Es casi seguro que los más listos de los firmantes traten de salir del atolladero argumental invocando el «patriotismo constitucional», elaborado por Habermas y otros intelectuales alemanes e importado al solar íbero por la FAES, cambiando su significado, por supuesto. La concepción originaria partía del enunciado de que era posible asumir un patriotismo alemán en la medida en que el pueble germano se sintiera orgulloso de haber superado el nazismo, oponiéndose activamente a la defensa, olvido o tergiversación del hitlerismo (al respecto sólo planteo una prueba: propóngase a los firmantes de este manifiesto signar otro que reclamase políticas públicas de reconocimiento radical del significado criminal del franquismo y del valor de la memoria antifranquista, a ver cuántos quedaban). Desde esa idea, los patriotas constitucionales alemanes avanzan a afirmar el reconocimiento de una unidad en torno a la Constitución en una circunstancia «postnacional», es decir, que no se recrea en las tradiciones del nacionalismo alemán (¿repetimos la prueba con la superación de la nación española?) Finalmente Habermas ha reiterado la ambivalencia de que en esa construcción influyera mucho un latente «patriotismo del marco», o sea, una potencia económica que superaba anteriores inestabilidades e inseguridades (¿podemos argüir eso aquí, en las condiciones de la crisis que, entre otras cosas, está en parte detrás del conflicto catalán?).
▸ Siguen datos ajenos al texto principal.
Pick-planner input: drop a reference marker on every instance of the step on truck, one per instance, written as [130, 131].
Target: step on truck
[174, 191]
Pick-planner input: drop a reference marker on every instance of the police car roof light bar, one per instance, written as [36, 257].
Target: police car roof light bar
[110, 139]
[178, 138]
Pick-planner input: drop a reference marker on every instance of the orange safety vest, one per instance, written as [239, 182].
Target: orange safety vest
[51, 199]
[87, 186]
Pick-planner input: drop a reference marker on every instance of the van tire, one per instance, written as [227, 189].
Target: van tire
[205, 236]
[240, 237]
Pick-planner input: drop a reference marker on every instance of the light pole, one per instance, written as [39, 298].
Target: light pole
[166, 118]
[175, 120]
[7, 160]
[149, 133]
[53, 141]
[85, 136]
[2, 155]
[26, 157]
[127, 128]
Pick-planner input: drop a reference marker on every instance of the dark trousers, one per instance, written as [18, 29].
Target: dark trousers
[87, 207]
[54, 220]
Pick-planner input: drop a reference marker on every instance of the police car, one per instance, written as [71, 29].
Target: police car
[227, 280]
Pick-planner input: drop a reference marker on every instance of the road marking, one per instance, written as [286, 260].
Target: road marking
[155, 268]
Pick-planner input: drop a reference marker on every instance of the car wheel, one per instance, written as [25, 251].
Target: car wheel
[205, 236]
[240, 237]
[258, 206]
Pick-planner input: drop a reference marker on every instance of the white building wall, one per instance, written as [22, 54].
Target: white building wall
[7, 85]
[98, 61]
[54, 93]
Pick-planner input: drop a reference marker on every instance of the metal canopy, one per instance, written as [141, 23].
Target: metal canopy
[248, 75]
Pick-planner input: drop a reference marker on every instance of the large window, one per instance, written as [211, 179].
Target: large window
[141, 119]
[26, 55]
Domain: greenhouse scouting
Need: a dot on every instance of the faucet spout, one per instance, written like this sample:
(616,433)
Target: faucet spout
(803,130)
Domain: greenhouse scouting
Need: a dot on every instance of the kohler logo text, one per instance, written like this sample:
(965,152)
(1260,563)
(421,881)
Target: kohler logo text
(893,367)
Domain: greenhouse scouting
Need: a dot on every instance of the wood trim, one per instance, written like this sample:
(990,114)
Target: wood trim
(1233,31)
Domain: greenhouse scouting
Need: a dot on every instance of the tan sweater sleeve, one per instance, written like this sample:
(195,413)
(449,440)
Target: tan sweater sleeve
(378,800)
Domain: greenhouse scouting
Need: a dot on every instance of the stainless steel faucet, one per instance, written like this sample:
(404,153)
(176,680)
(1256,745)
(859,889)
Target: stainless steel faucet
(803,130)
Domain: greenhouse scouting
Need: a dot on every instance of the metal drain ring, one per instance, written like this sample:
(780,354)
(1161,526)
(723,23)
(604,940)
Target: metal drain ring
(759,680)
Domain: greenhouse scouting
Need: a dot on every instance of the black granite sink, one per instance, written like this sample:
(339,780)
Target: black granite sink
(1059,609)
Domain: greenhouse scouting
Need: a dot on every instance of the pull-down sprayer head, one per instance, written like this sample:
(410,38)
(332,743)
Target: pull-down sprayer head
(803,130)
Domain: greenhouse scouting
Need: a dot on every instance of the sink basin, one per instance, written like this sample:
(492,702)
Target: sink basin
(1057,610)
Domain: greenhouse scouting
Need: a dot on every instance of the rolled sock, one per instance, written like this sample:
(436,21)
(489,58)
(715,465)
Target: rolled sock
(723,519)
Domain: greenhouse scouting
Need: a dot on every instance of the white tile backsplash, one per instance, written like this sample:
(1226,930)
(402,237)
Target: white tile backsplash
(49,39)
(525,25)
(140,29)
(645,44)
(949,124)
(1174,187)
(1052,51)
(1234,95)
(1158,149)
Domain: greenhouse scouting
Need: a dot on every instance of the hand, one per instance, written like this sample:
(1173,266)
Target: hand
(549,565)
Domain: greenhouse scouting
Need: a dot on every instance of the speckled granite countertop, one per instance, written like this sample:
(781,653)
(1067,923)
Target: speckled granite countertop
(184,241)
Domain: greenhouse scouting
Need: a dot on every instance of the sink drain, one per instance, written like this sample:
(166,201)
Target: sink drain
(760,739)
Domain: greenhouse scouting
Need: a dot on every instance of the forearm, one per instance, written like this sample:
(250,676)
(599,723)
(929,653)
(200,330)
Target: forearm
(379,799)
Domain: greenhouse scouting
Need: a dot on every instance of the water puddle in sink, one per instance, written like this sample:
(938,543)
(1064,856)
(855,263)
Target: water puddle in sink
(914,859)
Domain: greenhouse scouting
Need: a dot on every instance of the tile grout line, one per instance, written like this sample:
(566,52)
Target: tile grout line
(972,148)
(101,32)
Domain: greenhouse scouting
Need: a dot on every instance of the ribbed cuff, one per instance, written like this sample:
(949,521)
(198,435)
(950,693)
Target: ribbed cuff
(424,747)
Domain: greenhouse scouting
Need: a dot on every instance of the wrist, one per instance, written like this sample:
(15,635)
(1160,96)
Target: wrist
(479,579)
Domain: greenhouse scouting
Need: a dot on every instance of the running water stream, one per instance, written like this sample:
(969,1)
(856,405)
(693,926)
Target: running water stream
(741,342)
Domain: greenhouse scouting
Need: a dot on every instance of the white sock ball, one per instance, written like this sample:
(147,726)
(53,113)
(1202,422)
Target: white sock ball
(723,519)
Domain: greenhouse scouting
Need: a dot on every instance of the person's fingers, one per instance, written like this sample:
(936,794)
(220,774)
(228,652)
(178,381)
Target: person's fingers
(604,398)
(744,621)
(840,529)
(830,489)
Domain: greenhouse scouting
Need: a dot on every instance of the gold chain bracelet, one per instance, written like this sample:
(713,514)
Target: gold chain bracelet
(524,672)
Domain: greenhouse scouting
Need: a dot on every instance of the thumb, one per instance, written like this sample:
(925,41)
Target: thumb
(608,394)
Al final lo que queda es rancio nacionalismo español, aun en boca de ilustres personajes. Y lo que subyace siempre, faltaría más, es la salvación del sacrosanto consenso constitucional. Pienso que sí, que aquel consenso fue muy positivo, de las mejores cosas que nos han sucedido en la atormentada historia española, pero también pienso que seguir usándolo como criterio de validez para toda situación, como justificación legitimadora de cualquier cosa, sólo nos va a llevar a quebrar la idea constitucional por dentro y a generar anomia y ruptura de un pacto más originario: el que permitió que se sentaran a la mesa los que debían pactar el Texto Constitucional, el que se ha de basar siempre en el diálogo, aun en sus formas más tortuosas, el que de verdad es un capital simbólico imprescindible. Por lo tanto atacar el diálogo futuro en nombre del consenso pasado no sólo es un insulto a la inteligencia sino una apuesta por andar por la cuerda más floja que alguien pueda imaginar desde que Franco nos quiso dejar atados y bien atados: al fin y al cabo los Principios Generales del Movimiento se autoproclamaron inmutables e imprescriptibles, como estos signatarios imaginan la Constitución. Por esta vía llegamos, más allá de la cuestión catalana, a un problema nodal de nuestra convivencia: ante cada problema serio buena parte de la ciudadanía clama por el consenso y la propia arquitectura constitucional y la razón democrática aconsejan consensos para emprender reformas inaplazables. Todos lo dicen, pero la derecha, encastillada -en todos los sentidos de la palabra-, se limita a formular el conjuro eterno de ese consenso pero advirtiendo de antemano que no dará ningún paso, que al enemigo no se le va a regalar la mesa y la palabra. Y por ese camino, claro, cada vez seremos más los enemigos. Y el consenso ha devenido pura fórmula mágica para explicar lo inexplicable y para tratar de mantener dentro de las cuevas todas las discrepancias. Mala pinta tiene esto.